A series of expensive measures championed by Bush and passed by Congress–the farm, highway, and energy bills, for instance–has caused the anger of small government conservatives to simmer. In the House, 25 Republicans voted against the Medicare drug benefit in 2003, nearly prompting its defeat and alienating the White House and party leaders in Congress. Nonetheless, most of the 25 remain proud of their “no” vote. Sununu voted against the Medicare, energy, highway, and farm bills. Yet he’s been skillful in maintaining his ties to the White House and Senate leaders.
The RSC’s Pence hasn’t been. Indeed, he is loathed by Bush aides and House Republican leaders. They blame him for going to the press with proposed spending cuts before coming to them, cuts they insist can’t get more than a few dozen votes. They claim he has set the bar so high for cuts that anything short of $100 billion, which Congress might actually approve, will appear puny. Perhaps, but the real effect of the RSC’s hype of spending restraint is that serious cuts (or “offsets”) are now far more likely.
Bush bears less blame for out-of-control spending than Congress itself. True, he’s never vetoed a spending bill. But he cajoled Congress into slashing the level of highway spending. And his budgets, aside from defense outlays, have called for gradual decreases in discretionary spending. His 2006 budget sought to hold all non-entitlement spending, including for defense and homeland security, to less than the rate of inflation. That, however, was pre-Katrina and pre-Rita.
The record of the congressional Republican leadership on curbing spending is abysmal. In response to the RSC, House Majority Leader Tom DeLay claimed all the fat in the federal budget had already been scraped away. That inflamed small government conservatives and even moderates, and DeLay was forced to retract his statement. When Bolten addressed Senate Republicans last week, he didn’t apologize for Bush’s insistence on financing the recovery of the Gulf Coast with billions of federal dollars. He pointed out that Republicans hadn’t adopted most of the cuts outlined by the White House in the 2006 budget. If Congress wants to cut more now, he told the senators, go to it.

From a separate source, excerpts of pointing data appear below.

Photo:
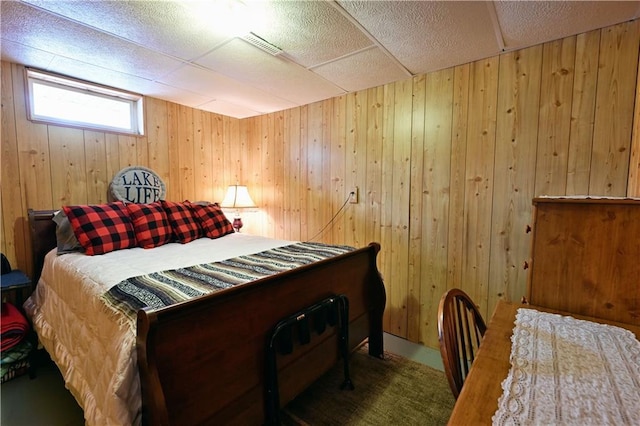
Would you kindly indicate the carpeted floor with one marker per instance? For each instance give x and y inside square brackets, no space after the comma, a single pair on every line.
[394,391]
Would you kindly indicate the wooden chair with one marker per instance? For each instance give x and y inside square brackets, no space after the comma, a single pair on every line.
[460,330]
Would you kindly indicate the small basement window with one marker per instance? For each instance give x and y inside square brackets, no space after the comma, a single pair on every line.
[64,101]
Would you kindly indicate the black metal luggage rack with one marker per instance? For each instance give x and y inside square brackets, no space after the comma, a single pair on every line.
[332,311]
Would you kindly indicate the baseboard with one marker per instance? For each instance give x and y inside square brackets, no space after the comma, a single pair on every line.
[413,351]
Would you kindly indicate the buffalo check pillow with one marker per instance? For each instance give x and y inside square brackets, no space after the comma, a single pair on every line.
[212,220]
[151,224]
[183,223]
[101,228]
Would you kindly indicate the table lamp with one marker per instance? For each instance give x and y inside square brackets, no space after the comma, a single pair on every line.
[237,198]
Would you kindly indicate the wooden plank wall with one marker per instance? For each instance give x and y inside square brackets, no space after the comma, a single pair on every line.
[446,164]
[196,153]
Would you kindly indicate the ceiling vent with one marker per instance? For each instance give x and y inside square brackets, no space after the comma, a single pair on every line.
[262,44]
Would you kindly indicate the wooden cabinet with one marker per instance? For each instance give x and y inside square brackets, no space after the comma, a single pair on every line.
[585,257]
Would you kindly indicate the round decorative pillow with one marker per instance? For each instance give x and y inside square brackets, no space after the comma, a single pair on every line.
[137,184]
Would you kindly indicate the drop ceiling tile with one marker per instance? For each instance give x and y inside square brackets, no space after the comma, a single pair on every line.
[168,27]
[426,36]
[310,32]
[25,55]
[40,30]
[276,75]
[521,21]
[228,109]
[348,72]
[216,86]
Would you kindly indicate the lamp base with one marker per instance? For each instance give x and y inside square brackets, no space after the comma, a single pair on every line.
[237,224]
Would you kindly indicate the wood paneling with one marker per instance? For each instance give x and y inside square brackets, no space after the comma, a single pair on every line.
[446,164]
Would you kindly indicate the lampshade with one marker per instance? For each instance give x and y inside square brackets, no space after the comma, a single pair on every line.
[237,197]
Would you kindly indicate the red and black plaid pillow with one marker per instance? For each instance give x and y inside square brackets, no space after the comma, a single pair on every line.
[213,222]
[183,223]
[102,228]
[151,224]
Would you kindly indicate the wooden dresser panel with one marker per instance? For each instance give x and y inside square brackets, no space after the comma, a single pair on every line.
[586,257]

Getting Republican leaders, much less the rest of Congress, to agree to spending cuts is an enormous task. Even some small government conservatives want to protect the “earmarks” for transportation projects in their districts. Nor is the White House ready to send a list of recommended cuts to Congress. Bush is still distracted by the immediate needs of the recovery. As usual, Democrats are no help. Their impulse is to raise taxes, just as it was before the hurricanes. Bush has wisely ruled out tax hikes.
Though few in number, the small government conservatives are a problem for Bush. His power as president is based partly on his ability to marshal huge Republican majorities in Congress along with a handful of Democratic renegades. If the RSC types–30 or more of them in the House and a half-dozen in the Senate–reject his hurricane recovery legislation, the Bush majority may vanish. White House aides profess not to be worried about the revolt of small government conservatives. But it’s a bigger threat than they imagine.
Fred Barnes is executive editor of The Weekly Standard.